As a trauma informed doula myself, it’s incredibly important for me to get to know my client and her history so I can best support her in all circumstances through labor, delivery and postpartum, including the possible need for vaginal exams. As her doula and advocate I pay close attention to her body language and to the provider to be sure she is feeling comfortable. My biggest concern is being sure that the medical provider is respecting my client and making sure her feelings and requests are being heard and honored. It’s vitally important to be aware of these things because as labor and delivery are progressing, especially in a medical environment things can happen and change rather quickly. Any unexpected changes, like emergency procedures, increase the likelihood of mom becoming anxious and unsure about what’s happening to her body and could be a likely trigger for past trauma.
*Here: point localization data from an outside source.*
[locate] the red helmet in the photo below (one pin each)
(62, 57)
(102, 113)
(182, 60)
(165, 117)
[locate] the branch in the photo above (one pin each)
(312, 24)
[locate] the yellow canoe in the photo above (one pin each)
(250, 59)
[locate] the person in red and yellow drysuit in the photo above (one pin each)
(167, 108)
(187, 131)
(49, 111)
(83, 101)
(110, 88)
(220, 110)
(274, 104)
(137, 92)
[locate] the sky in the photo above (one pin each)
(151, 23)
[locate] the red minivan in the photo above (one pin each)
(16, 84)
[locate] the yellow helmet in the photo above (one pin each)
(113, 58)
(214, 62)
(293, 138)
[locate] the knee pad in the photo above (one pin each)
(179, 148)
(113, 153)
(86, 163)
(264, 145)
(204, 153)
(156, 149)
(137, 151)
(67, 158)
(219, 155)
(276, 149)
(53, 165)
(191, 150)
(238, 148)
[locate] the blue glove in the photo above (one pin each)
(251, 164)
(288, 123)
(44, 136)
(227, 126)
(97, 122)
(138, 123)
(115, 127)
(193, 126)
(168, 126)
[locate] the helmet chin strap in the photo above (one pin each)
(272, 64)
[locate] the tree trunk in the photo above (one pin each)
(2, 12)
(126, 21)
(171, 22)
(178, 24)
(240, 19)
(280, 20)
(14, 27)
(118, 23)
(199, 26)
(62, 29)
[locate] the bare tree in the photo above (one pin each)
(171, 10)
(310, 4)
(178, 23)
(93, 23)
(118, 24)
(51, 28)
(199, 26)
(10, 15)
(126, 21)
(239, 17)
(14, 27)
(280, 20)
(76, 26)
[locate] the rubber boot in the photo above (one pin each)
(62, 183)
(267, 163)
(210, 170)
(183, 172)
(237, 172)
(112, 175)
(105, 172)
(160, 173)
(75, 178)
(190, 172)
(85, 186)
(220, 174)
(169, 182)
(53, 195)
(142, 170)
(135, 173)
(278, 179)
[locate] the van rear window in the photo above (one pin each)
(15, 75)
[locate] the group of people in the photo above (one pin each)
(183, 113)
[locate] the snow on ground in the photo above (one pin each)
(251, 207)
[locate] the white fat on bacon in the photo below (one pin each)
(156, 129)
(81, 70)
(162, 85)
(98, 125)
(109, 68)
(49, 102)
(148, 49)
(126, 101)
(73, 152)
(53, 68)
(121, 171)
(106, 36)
My goal as a doula is to do everything I can to be sure that a mother has the best birth experience as possible, which ultimately means, I do not want it to be a traumatic experience for her. When looking at birth as a whole, we know generally how everything progresses along those 40+ weeks. But when you look at pregnancy and birth individually, everyone is unique because every woman has her own unique past. And even with subsequent pregnancies, a woman is shaped by each experience. One pregnancy and labor a woman may experience zero complications and the next a whole series of them. And while vaginal exams can be useful, they are not the be all and end all for measuring progression. Yes, vaginal exams are typically done throughout pregnancy (beginning and multiple times near the end) and possibly during labor to monitor progressions, but it’s important to know that you do not have to consent to them if you’re uncomfortable with them and you’d like a more hands off approach to your pregnancy and labor. However it’s equally important to know that emergencies CAN arise and call for the NEED to check the cervix to assess how to move forward safely. 

All in all the decision of whether or not to perform/receive routine vaginal exams should be shared between provider and patient to determine if the potential benefits outweighs potential harm. This decision will be even more crucial when it comes to trauma survivors who may be more sensitive to the invasive procedure.